The action begins with a man playing piano, and we learn what we need to know about him through flashbacks: his wife is gone; he was a medic in the war and had a man die in his arms; and he received a stick horse as a child and passed that stick horse on to his grandson. It ends with the grandson sitting at the piano with his grandfather, the piano player. Flashbacks relate a character’s past to his present.

Identifying flashbacks

A young man sits on steps and holds a phone, but seems to be thinking

Source: sending a text message, Louisa_catlover,

Flashbacks can be signaled by words and phrases like “I remember” or “once” or “last year,” for example. When a flashback is over, there might be words or phrases such as “now” or “today.” In “The Treasure of Lemon Brown” by Walter Dean Myers, the story begins with a flashback:

The dark sky, filled with angry, swirling clouds, reflected Greg Ridley’s mood as he sat on the stoop of his building. His father’s voice came to him again, first reading the letter the principal had sent to the house, then lecturing endlessly about his poor efforts in math.

“I had to leave school when I was thirteen,” his father had said, “that’s a year younger than you are now.
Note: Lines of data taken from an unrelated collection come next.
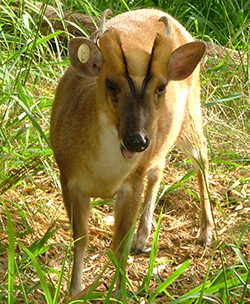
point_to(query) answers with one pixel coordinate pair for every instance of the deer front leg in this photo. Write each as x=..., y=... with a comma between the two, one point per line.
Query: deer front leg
x=126, y=210
x=198, y=154
x=78, y=208
x=144, y=229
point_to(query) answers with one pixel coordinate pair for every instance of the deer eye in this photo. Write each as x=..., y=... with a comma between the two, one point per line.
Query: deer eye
x=161, y=89
x=111, y=86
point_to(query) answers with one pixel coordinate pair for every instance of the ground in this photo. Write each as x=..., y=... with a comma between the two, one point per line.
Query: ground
x=177, y=238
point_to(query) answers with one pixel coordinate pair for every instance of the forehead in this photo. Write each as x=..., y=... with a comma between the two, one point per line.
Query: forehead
x=137, y=62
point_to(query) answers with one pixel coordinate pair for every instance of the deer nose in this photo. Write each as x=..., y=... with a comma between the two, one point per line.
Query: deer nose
x=136, y=142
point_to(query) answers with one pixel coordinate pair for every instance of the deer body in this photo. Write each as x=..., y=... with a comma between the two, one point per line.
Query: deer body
x=131, y=93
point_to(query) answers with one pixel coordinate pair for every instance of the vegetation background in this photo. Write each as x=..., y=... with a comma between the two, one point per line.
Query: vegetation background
x=35, y=239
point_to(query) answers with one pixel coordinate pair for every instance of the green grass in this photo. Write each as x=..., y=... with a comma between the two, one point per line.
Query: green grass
x=31, y=64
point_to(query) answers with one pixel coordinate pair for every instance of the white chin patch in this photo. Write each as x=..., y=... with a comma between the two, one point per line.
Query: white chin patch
x=126, y=153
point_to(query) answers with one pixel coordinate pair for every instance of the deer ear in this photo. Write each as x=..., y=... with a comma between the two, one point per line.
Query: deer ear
x=85, y=57
x=184, y=60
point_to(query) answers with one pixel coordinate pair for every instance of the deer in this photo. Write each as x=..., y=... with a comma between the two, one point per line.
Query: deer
x=131, y=93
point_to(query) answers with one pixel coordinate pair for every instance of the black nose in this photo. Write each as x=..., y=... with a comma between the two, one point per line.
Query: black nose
x=136, y=142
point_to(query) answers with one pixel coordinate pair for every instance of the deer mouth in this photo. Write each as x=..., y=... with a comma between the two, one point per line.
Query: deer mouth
x=127, y=153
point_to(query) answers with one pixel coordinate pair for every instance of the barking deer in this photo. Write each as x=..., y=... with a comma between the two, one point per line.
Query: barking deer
x=130, y=94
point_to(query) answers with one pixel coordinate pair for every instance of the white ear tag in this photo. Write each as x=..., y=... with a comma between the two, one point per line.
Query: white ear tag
x=83, y=53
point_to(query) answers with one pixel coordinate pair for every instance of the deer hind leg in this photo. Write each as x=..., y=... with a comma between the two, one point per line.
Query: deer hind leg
x=144, y=229
x=78, y=207
x=195, y=146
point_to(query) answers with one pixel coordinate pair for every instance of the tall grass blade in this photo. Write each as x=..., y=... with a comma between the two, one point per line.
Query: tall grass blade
x=11, y=257
x=153, y=255
x=39, y=271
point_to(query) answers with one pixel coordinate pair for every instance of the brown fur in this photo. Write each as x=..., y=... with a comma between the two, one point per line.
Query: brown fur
x=121, y=91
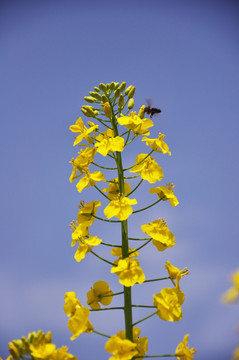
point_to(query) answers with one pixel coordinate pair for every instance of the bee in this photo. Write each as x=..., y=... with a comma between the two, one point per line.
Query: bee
x=150, y=110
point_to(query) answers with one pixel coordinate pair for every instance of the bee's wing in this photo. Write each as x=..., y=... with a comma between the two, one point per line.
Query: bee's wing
x=149, y=102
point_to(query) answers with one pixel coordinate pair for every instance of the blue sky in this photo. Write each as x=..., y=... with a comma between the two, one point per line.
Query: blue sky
x=184, y=56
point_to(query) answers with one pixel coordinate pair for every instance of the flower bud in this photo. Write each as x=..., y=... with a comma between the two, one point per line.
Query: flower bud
x=121, y=101
x=88, y=111
x=131, y=92
x=141, y=112
x=102, y=87
x=131, y=104
x=104, y=98
x=108, y=110
x=128, y=89
x=13, y=351
x=122, y=86
x=117, y=93
x=89, y=99
x=95, y=95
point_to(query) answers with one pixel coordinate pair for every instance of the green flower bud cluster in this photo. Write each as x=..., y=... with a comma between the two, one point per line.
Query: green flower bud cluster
x=113, y=93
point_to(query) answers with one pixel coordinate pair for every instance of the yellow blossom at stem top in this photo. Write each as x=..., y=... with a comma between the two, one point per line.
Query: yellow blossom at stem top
x=165, y=193
x=89, y=179
x=87, y=212
x=233, y=293
x=79, y=127
x=120, y=208
x=122, y=349
x=106, y=142
x=134, y=123
x=168, y=303
x=183, y=352
x=162, y=237
x=113, y=189
x=148, y=168
x=129, y=272
x=141, y=343
x=157, y=144
x=99, y=293
x=78, y=322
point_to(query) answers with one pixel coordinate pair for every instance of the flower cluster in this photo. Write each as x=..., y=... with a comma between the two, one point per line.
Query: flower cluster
x=38, y=346
x=117, y=127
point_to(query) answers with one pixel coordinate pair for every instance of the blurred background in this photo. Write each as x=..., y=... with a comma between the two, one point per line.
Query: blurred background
x=184, y=56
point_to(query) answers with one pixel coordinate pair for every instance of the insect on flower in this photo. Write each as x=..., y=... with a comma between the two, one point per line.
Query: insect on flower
x=150, y=110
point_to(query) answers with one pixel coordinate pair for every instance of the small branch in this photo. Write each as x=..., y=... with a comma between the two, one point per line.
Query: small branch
x=131, y=252
x=98, y=333
x=145, y=318
x=108, y=262
x=147, y=207
x=113, y=308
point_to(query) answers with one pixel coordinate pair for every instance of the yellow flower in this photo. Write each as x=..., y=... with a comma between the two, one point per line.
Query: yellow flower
x=122, y=349
x=232, y=294
x=113, y=189
x=148, y=168
x=90, y=179
x=141, y=343
x=42, y=351
x=168, y=303
x=183, y=352
x=82, y=161
x=134, y=123
x=79, y=315
x=79, y=127
x=98, y=294
x=87, y=212
x=160, y=233
x=62, y=354
x=174, y=272
x=71, y=302
x=165, y=193
x=86, y=246
x=129, y=272
x=120, y=208
x=157, y=144
x=106, y=142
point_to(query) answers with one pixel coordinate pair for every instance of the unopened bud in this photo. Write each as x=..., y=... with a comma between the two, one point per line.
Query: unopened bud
x=141, y=112
x=95, y=95
x=117, y=93
x=89, y=99
x=104, y=98
x=122, y=86
x=121, y=101
x=88, y=111
x=102, y=87
x=131, y=92
x=131, y=104
x=108, y=110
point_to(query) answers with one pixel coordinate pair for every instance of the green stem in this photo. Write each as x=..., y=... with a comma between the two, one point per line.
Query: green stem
x=103, y=167
x=147, y=207
x=98, y=333
x=140, y=247
x=113, y=308
x=99, y=257
x=145, y=318
x=101, y=192
x=125, y=246
x=136, y=187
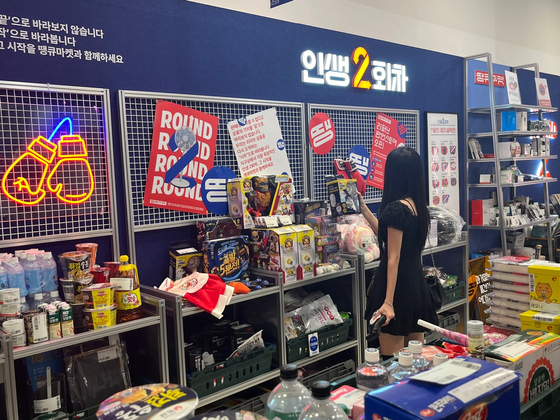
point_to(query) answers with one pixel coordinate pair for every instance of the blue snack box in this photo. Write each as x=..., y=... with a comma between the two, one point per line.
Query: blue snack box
x=487, y=393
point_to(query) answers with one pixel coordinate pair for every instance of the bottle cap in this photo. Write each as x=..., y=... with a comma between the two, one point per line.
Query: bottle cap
x=372, y=355
x=321, y=389
x=405, y=358
x=289, y=371
x=474, y=327
x=415, y=347
x=440, y=358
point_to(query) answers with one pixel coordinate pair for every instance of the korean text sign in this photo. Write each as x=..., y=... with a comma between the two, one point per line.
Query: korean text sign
x=388, y=134
x=183, y=148
x=258, y=144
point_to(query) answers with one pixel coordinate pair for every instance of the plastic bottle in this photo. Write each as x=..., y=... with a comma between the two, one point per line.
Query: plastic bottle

If I’d had half the chances you have, I’d . . .”

Greg sat in the small, pale green kitchen listening, knowing the lecture would end with his father saying he couldn’t play ball with the Scorpions. He had asked his father the week before, and his father had said it depended on his next report card. It wasn’t often the Scorpions took on new players, especially fourteen-year-olds, and this was a chance of a lifetime for Greg. He hadn’t been allowed to play high school ball, which he had really wanted to do, but playing for the Community Center team was the next best thing. Report cards were due in a week, and Greg had been hoping for the best. But the principal had ended the suspense early when she sent the letter saying Greg would probably fail math if he didn’t spend more time studying.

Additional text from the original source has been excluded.